The receiver has alleged that individuals involved in the Sanctuary Belize Project sought land in The Bahamas for a new project in an acquisition for which Frank Connelly, whose real name is Frank Costanzo, acted as lead negotiator.

Connelly was the CEO of Newport, a Wyoming corporation that the receiver noted “operated out of the same offices in Irvine, California, that housed all of the other entities involved in the Sanctuary Belize Litigation and advertised, marketed, distributed or sold real estate investments and related services in the Sanctuary Belize Development”.

According to the receiver, through an introduction made in a Miami-area nightclub, Connelly was introduced to Diaz-Cueto.

“The receiver is informed and believes and thereon alleges that there are two nominal or straw shareholders of Bella Mar: Merlean Poitier and Tootsie Hunter Case. Poitier is a secretary in the law office of Diaz-Cueto’s longtime Bahamian lawyer and Hunter works in that firm’s accounting office,” the lawsuit stated.
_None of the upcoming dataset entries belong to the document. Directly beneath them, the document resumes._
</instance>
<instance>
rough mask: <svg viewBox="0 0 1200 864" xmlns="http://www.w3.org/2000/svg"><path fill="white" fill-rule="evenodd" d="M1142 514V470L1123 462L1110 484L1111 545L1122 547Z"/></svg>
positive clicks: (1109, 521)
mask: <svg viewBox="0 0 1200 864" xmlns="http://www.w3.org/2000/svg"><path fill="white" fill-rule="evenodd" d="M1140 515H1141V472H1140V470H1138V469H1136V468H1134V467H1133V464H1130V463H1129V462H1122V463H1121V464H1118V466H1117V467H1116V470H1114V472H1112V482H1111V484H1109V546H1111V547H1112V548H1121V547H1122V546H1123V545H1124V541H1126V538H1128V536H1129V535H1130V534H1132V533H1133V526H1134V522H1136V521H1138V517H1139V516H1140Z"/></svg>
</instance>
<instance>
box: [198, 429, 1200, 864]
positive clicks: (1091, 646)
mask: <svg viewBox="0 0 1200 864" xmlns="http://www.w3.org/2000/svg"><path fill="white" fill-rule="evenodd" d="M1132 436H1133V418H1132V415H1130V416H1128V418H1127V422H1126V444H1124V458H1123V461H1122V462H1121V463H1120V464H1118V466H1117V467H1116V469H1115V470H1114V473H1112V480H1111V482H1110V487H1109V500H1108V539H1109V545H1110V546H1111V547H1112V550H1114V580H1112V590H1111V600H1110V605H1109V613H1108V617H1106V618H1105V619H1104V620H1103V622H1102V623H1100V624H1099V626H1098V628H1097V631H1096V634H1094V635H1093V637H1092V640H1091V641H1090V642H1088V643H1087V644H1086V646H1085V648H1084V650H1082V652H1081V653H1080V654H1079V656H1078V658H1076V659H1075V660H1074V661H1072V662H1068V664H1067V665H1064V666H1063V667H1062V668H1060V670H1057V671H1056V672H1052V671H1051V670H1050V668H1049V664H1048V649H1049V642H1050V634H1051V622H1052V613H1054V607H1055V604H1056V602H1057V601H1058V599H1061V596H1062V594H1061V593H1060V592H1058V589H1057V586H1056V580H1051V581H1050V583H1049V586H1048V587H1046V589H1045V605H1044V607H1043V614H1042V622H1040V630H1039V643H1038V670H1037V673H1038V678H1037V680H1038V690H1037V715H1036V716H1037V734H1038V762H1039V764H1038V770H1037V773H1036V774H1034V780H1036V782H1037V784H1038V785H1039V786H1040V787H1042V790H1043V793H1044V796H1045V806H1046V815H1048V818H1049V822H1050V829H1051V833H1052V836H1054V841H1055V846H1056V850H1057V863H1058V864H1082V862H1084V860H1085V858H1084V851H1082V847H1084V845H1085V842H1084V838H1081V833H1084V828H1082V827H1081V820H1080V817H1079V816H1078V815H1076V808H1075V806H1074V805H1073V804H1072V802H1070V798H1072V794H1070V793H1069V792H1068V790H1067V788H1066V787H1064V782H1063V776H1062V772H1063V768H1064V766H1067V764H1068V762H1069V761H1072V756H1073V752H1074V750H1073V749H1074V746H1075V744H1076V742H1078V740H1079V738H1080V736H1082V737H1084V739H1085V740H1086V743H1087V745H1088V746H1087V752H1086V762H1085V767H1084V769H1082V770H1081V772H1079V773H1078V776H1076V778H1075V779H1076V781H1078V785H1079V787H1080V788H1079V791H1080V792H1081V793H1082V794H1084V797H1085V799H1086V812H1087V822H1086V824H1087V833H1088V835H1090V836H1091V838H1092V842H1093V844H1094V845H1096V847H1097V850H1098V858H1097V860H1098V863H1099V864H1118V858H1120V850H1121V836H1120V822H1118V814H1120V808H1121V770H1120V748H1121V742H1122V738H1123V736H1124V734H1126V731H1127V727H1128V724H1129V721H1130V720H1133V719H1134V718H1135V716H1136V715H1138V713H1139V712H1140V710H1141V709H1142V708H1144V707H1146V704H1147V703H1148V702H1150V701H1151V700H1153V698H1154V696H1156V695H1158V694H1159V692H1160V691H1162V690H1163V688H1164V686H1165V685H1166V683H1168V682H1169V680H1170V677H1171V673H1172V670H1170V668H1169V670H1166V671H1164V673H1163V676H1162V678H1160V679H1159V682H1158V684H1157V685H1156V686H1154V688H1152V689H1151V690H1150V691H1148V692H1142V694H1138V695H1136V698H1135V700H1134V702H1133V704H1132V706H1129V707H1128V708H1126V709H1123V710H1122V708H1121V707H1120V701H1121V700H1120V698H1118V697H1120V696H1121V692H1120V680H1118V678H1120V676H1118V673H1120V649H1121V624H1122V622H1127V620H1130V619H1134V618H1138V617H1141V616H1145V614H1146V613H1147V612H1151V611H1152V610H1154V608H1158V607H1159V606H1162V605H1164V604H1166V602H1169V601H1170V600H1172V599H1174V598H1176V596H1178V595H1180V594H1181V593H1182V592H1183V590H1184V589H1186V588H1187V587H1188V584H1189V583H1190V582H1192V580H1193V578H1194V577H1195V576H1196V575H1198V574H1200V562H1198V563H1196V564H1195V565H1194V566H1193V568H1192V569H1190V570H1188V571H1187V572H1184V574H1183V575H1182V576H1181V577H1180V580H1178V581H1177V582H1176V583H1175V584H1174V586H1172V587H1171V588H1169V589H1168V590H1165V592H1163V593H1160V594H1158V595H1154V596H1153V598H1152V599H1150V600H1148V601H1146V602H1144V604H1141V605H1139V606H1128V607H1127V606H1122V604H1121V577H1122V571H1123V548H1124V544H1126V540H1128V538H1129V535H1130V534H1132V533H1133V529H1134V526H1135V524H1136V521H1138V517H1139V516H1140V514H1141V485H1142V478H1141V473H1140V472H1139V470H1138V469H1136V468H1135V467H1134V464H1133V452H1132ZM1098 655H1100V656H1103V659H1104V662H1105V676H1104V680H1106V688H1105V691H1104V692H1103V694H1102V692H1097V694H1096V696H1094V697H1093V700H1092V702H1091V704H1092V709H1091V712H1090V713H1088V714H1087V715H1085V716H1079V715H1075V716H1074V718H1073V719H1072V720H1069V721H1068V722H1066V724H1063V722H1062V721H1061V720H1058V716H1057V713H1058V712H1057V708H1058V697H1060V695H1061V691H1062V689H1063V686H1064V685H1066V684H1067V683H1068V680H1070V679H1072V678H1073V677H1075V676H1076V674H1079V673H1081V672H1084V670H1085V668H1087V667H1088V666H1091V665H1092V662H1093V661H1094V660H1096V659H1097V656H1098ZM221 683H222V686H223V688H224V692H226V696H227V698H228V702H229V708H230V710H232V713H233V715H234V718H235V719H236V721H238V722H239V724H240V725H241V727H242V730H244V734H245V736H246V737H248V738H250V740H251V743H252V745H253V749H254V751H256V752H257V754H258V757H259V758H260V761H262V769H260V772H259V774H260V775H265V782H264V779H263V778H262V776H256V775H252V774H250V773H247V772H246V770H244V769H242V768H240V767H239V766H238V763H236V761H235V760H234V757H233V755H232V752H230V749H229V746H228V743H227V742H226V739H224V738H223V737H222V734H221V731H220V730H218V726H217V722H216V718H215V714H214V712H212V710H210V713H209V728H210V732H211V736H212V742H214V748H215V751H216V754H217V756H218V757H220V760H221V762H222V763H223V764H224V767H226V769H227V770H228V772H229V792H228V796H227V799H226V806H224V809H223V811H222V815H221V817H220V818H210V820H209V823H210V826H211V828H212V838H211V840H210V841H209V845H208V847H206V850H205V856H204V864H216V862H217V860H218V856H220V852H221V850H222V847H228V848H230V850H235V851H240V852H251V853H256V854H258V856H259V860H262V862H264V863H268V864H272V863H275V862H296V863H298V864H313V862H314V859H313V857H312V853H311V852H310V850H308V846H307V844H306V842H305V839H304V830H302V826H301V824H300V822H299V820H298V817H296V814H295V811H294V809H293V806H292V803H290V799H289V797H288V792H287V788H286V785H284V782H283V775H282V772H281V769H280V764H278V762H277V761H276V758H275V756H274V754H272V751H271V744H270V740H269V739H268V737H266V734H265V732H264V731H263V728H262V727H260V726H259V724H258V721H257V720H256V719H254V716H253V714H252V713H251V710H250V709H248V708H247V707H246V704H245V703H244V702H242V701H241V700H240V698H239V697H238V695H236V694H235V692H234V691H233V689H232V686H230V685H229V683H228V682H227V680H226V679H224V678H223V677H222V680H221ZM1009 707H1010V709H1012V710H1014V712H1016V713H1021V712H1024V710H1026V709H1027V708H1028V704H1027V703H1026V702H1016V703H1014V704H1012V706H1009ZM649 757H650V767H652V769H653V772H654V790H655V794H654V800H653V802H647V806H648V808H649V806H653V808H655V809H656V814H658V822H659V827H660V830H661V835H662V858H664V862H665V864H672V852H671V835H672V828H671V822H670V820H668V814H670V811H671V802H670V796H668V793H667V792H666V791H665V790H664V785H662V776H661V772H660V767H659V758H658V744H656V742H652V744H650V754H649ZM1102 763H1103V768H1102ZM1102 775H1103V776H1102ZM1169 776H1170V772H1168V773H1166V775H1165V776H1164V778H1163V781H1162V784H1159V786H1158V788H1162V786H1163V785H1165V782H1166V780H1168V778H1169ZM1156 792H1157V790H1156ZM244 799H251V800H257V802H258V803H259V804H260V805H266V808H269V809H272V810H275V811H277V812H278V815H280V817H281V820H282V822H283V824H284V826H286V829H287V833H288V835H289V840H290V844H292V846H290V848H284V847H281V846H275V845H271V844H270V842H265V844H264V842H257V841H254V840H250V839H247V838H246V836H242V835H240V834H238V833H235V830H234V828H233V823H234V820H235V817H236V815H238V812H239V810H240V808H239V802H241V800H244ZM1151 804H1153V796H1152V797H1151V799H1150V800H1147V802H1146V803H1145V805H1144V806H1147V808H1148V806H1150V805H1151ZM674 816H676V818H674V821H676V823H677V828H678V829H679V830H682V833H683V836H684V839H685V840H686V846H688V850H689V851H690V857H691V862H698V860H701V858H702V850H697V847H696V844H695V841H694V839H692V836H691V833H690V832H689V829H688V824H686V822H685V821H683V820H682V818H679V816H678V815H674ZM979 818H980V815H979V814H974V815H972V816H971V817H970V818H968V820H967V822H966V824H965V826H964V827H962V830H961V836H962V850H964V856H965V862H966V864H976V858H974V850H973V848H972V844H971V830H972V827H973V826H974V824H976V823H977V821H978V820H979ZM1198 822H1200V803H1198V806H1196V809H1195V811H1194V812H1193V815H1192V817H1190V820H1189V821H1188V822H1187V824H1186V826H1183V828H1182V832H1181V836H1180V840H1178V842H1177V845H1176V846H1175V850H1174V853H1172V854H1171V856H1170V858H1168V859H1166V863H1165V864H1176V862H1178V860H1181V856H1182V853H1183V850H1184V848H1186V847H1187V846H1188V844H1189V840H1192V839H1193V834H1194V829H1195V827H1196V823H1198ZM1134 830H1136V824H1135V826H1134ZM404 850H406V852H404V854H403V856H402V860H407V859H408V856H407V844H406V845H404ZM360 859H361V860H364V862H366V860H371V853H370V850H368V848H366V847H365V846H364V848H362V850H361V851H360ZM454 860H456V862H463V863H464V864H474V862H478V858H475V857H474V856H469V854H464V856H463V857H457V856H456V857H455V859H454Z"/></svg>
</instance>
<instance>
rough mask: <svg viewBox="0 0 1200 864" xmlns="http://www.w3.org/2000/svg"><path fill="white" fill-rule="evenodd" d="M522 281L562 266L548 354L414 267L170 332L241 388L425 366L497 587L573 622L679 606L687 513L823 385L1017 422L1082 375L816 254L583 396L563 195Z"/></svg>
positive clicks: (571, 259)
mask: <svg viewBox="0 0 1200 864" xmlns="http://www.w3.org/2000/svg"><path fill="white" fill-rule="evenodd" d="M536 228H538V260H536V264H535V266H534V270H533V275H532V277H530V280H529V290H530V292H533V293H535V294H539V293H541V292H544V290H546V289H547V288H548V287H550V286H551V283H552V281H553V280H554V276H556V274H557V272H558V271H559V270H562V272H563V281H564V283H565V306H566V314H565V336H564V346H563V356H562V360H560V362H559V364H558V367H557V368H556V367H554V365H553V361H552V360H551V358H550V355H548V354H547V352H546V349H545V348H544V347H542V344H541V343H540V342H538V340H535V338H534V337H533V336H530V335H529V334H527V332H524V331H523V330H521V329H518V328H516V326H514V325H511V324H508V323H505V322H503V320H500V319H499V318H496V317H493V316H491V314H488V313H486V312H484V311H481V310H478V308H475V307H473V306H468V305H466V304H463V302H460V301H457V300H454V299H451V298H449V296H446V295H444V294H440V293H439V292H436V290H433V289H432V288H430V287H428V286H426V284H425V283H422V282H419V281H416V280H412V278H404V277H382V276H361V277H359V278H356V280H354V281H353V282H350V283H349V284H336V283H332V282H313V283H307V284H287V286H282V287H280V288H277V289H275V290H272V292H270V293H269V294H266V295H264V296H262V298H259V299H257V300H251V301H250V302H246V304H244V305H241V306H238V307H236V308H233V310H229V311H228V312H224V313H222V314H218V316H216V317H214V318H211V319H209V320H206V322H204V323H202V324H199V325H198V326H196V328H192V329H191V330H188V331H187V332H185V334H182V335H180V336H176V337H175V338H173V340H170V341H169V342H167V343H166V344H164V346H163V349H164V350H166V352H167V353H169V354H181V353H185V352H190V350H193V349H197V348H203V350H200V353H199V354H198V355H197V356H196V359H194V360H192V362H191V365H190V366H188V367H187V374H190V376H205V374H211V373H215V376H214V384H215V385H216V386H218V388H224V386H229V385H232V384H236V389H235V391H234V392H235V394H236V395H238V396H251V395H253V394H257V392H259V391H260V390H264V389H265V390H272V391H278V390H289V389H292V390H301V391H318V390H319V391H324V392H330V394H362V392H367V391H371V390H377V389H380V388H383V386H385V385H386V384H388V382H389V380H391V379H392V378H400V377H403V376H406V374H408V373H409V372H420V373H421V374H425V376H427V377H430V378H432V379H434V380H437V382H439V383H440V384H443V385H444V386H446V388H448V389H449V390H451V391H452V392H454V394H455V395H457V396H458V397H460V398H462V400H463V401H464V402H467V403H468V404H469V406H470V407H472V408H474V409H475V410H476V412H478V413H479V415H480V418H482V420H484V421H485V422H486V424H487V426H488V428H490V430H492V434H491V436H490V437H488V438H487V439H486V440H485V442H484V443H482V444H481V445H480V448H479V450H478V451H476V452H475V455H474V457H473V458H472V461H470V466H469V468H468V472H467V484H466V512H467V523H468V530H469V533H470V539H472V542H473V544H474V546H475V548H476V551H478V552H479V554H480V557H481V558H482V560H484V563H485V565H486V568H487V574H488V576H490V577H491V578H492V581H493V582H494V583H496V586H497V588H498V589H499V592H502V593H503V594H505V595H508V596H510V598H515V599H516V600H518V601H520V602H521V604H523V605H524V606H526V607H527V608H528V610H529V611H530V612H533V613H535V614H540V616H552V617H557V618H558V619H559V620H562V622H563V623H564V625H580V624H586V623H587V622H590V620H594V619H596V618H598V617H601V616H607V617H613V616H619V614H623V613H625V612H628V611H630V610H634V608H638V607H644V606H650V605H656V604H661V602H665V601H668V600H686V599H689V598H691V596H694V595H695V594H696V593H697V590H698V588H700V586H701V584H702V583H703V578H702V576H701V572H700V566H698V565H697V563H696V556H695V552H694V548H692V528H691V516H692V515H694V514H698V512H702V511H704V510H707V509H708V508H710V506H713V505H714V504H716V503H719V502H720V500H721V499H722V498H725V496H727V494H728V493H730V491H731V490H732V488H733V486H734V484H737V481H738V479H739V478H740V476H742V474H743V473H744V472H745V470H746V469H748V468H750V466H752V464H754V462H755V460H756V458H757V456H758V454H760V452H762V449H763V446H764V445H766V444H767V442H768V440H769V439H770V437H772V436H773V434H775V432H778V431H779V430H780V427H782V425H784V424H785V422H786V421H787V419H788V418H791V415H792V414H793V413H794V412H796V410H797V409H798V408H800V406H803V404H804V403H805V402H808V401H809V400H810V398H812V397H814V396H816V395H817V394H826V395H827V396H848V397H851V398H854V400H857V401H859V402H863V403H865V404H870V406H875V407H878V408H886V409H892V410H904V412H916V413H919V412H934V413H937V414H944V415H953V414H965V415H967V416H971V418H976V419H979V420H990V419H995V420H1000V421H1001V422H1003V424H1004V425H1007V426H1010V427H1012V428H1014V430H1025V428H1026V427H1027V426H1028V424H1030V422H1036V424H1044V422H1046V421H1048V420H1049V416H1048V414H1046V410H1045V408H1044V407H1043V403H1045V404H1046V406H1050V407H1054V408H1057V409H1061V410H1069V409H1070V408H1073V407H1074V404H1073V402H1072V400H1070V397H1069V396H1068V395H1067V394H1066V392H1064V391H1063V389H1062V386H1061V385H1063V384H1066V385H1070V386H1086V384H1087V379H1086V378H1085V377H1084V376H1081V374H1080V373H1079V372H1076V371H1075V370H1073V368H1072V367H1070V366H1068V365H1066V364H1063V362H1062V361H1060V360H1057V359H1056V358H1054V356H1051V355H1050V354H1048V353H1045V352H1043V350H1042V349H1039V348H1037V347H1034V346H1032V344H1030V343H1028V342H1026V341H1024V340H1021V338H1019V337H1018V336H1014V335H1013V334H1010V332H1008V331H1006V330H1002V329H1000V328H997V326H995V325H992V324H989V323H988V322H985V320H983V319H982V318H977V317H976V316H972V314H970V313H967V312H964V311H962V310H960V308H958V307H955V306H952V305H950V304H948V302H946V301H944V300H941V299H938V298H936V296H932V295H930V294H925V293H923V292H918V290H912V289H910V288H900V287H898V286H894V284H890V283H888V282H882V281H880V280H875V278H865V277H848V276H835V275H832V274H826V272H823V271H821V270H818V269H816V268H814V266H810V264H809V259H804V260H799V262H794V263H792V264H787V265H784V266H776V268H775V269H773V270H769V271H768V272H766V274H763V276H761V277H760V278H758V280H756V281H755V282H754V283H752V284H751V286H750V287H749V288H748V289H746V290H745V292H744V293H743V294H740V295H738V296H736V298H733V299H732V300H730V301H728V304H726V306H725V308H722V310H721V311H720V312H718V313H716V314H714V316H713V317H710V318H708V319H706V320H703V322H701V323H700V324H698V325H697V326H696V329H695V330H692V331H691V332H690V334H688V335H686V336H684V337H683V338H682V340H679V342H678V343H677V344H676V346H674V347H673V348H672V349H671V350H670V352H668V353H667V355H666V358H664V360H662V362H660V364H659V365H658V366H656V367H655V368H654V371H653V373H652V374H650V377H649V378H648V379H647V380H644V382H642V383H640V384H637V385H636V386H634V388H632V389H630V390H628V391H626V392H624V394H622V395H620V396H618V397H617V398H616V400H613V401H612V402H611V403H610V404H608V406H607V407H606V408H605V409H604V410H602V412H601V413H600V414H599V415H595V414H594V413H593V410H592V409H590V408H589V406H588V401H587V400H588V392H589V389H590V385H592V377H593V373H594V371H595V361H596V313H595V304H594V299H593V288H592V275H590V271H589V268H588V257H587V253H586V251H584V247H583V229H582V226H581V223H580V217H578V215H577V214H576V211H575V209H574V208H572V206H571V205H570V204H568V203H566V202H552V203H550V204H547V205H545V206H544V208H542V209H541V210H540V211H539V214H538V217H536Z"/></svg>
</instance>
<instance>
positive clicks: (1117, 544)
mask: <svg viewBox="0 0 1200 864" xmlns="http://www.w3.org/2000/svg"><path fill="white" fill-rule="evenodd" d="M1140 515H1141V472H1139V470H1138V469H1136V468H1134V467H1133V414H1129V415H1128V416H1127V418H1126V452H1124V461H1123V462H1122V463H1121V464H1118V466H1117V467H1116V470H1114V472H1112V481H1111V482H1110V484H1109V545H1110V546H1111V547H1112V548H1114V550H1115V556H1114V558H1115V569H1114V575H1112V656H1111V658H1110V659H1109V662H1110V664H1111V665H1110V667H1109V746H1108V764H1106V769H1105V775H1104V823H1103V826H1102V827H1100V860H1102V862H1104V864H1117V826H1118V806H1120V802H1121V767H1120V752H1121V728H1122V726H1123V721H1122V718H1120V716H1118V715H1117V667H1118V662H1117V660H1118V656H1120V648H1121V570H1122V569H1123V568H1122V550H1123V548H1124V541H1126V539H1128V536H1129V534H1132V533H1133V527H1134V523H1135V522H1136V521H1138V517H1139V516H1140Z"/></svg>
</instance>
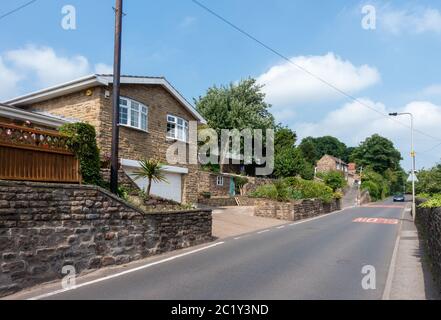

An Eyewitness News search revealed that the name Merlean Poitier had been referenced in an Ernest & Young report on the Water and Sewerage Corporation (WSC), which had identified her as an employee at the law firm of Progressive Liberal Party (PLP) Leader Philip Brave Davis.

The lawsuit continued: “The receiver is informed and believes and thereon alleges that Poitier and Hunter were designated shareholders of Bella Mar solely for the purpose of purportedly complying with Bahamian law and held no actual beneficial interest in Bella Mar.

“The receiver is informed and believes and thereon alleges that Diaz-Cueto, while not a shareholder, owned an undetermined beneficial interest in Bella Mar which afforded him treatment as the true owner of the company.”

The receiver also noted that while Diaz-Cueto mainly conducted negotiations with Connelly, he knew that Pukke was involved in the deal and had in fact dealt with him two years prior on a separate purchase of a different tract of land owned by another of Diaz-Cueto’s companies.

The receiver further noted: “Even though the Long Island parcel was bought by a purchase option for somewhere between $10,000 and $100,000, Newport agreed to pay Bella Mar $4,000,000 under a seller-financed transaction, 40 to 400 times what Island Acquisition paid.

“Newport would pay a down payment of $750,000 to Bella Mar, followed thereafter by monthly payments of varying amounts to pay the balance of $3,250,000.

“Though his company Bella Mar was financing the transaction, and Diaz-Cueto knew that Pukke had problems with the law in the past, Diaz-Cueto did not ask Newport to provide any financial statements or take any steps to ascertain Newport’s financial ability to pay the purchase price.

“The receiver is informed and believes and thereon alleges that this was because, among other things, Diaz-Cueto knew that $4,000,000 was significantly more than the property was worth, that the property was in a remote and developmentally challenged part of The Bahamas without significant interest from legitimate developers, that payment of the down-payment alone would provide an extraordinary return on what was paid for the option and that Bella Mar did not have a certificate of title on the Long Island parcel.”

The Long Island parcel involved in the sale initially included four sub-parcels totaling some 424 acres.

The receiver has asserted that the owners in Sanctuary Belize did not know that their funds would be used for the attempted acquisition of the Long Island parcel.

“The receiver is informed and believes and thereon alleges that Newport did not receive reasonably equivalent value from Bella Mar for the attempted purchase of the Long Island parcel,” the receiver added.

“The receiver is informed and believes and thereon alleges that the value of the Long Island parcel was far below the $4,000,000 purchase price and the value of the Long Island parcel, after removing the Rosanna Newman parcel (a 47-acre section), was far below the $2,800,000 reduced purchase price, and that the inadequacy of the value of the Long Island parcel was compounded by the title issues with the property, the defects and lack of clarity in the deal documents and the mutual mistakes of fact surrounding the deal documents.”